Their business, their experiment. Besides "...we're all in a perpetual state of figuring shit out."


I think the more accurate term is migrating their job board.


does anyone know of similar quality job boards that are focused more on turnkey projects and less on staff augmentation?

i've had the best experiences with clients who care more about the end product and results, rather than specific languages, frameworks, or even skillsets. nearly all of them have been inbound or referrals, so i'm not sure if a job board (maybe a reverse job board?) would be able to replicate that.


Weren't they selling one a few months ago? Is it suddenly more profitable to make yet another?


37S really loves job boards, this makes what 3? 4 now?


wouldn't you? very little overhead, nice cash flow that is effectively gravy on top of their regular operations.

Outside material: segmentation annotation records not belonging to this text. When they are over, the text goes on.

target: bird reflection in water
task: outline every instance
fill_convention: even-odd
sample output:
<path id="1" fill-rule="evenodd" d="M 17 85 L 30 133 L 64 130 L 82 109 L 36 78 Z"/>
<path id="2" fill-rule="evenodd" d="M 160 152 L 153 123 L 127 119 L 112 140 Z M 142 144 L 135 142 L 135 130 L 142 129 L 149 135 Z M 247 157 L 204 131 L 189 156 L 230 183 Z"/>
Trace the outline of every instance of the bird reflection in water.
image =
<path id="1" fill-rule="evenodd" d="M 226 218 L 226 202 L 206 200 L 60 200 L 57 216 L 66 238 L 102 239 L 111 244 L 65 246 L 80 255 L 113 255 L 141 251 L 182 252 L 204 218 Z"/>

I was wondering if it was just deja-vu on my part.


This makes complete sense - We Work Remotely is targeted to the remote work niche, while the past job board was probably facing competition from StackOverflow and a variety of "programming centric" job boards.


Interesting that they're competing with Work From Home, which is free.

https://www.wfh.io/jobs/


Is the We Work Remotely site loading incredibly slow for anyone else? The Chrome Dev Panel says a 1.4 min page load?